The World Keeps Spinning Around
I’ve told the story how, when I was about 3 or 4, my mother and father moved into a big house in Oakland (the McArthur freeway took the house when it was built), that was ½ acre, but seemed like a whole city block to me. The two-story house had two bedrooms downstairs, where my mom and dad and little brother slept. Upstairs were three other bedrooms and two side attic doors, where I used to worry demons lived. Later we would take on boarders to fill the two gabled bedrooms that looked over the busy street, but my bedroom was at the back and overlooked my mother’s beautiful garden. The view from my writing desk will some day resemble this, as the hill was filled with hydrangeas, roses and lush flowering plants and filled the entire glass pane of the windows there.
I had a bunk bed, and liked to take turns sleeping on the top bunk and then the bottom. At the bottom I would make a fort with other blankets, or sheer nightgowns I’d steal from my mother’s room. I pretended I was in a harem many long afternoons. The view of the green foliage was huge from the lower bunk.

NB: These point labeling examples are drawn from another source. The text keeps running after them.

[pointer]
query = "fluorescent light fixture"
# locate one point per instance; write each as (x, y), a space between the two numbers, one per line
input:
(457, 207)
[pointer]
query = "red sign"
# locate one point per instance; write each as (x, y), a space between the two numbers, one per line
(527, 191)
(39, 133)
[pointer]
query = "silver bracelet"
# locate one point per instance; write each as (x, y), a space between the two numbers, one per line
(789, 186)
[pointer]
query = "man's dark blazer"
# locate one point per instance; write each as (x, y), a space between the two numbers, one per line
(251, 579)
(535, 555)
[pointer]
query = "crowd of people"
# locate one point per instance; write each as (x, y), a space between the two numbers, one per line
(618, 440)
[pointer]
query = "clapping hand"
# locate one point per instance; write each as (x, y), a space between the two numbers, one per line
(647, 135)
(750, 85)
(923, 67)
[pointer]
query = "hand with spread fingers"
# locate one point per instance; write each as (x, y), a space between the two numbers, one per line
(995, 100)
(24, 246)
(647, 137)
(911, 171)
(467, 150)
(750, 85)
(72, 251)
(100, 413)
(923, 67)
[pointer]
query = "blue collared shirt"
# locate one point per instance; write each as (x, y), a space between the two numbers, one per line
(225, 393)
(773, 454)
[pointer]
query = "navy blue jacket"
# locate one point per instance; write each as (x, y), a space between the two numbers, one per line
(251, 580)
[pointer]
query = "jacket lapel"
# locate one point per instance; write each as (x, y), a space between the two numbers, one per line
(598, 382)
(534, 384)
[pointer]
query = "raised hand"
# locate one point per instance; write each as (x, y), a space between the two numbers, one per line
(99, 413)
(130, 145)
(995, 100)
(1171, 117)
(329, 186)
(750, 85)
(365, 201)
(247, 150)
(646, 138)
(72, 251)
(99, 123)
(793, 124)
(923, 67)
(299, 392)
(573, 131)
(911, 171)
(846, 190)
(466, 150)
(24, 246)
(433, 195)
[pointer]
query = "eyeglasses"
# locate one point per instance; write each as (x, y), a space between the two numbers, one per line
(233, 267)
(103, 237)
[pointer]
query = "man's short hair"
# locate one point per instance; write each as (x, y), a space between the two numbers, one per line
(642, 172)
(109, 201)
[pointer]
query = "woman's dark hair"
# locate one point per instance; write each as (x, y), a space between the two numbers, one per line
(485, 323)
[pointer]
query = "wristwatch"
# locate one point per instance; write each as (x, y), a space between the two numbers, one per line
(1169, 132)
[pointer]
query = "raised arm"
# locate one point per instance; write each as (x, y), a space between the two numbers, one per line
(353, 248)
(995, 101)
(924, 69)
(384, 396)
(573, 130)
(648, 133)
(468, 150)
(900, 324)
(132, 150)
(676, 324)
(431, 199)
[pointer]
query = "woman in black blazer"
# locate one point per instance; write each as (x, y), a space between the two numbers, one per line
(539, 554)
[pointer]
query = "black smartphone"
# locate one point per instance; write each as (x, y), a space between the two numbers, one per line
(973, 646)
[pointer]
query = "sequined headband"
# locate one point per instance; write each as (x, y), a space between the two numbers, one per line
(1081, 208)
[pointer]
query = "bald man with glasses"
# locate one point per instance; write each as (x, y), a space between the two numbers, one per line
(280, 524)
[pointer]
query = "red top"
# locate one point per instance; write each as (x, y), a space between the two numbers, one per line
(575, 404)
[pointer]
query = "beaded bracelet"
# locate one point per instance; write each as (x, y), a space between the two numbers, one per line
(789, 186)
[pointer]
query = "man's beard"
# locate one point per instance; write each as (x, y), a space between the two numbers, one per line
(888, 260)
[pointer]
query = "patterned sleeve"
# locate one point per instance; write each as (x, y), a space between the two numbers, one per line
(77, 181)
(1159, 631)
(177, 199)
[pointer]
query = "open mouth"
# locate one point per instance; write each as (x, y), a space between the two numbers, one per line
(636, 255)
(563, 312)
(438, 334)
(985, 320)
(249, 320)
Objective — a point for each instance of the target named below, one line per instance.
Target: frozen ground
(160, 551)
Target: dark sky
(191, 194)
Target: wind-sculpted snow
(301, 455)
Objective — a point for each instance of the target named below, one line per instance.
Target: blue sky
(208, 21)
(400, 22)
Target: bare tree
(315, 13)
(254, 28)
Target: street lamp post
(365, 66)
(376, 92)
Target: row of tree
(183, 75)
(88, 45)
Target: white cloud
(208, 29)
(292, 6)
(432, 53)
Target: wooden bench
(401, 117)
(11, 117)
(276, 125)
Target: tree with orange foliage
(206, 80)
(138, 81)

The top bunk gave me sort of a sense of security, as I could look down on everything and feel I guess a little safer from pirates or gremlins or other such things as might frequent the attic spaces. One of the things I’d look down on would be the little table in the middle of the room that held my record player.
I think I was 3 when I was given this RCA record player, along with some sets of .45 records, Snow White and Cinderella being my favorites. I liked Snow White because of the handsome prince that awoke her from the witches curse. Cinderella I related to because I was alone up in the top part of the house, and I could easily feel how Cinderella used to sit and dream about her Prince Charming coming to rescue her.

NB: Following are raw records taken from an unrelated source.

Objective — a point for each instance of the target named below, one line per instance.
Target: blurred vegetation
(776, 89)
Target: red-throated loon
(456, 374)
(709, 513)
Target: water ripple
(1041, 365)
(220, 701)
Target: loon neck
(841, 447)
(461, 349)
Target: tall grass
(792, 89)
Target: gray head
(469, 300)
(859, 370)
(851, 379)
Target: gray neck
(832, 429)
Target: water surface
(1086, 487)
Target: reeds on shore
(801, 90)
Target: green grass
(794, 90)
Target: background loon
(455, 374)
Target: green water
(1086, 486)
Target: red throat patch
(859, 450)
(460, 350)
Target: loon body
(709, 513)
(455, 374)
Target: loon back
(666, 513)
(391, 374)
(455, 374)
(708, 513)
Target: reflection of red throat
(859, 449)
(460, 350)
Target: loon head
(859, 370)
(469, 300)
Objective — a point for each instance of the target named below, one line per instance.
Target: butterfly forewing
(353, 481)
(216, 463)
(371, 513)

I was given other books as well, including some Hans Christian Andersen fairy tales, and other Mother Goose things, Little Red Riding Hood and The Gingerbred Man. When I was to turn the page, there would be some sign, like little Gus the mouse saying “Gus Gus Gus GusGus,” for Cinderella.
I was told by my father to only touch the little red button, only put 3 or 4 records on the turnstile, and only then to adjust the volume button on the side. I think my Little Red Riding Hood records were bright red, others were turquoise, but most of them were standard black .45s.
It didn’t matter how many times I played these albums and listened to the narration, I would cry at all the right places, and get angry with others, or jump for joy. I think I became addicted to romance and the Happily Ever After way back then when I was 3. The beauty of the spoken word or a story I loved came to me and filled me with wonder, hope and the clear sense of a beautiful, loving destiny. I just knew the Happily Ever After was going to be my story some day.
These are cherished moments. My storyteller and favorite pirate prince, J.D. Hart, send me this YouTube video of the exact copy of my record player. Listen and enjoy. And then listen to his narration, my grownup version of that little attic room, where I get to don my headsets, listen, cry at the sad parts and jump for joy at all the happy ones, just like those days many years ago.
Except now I get to share them with you.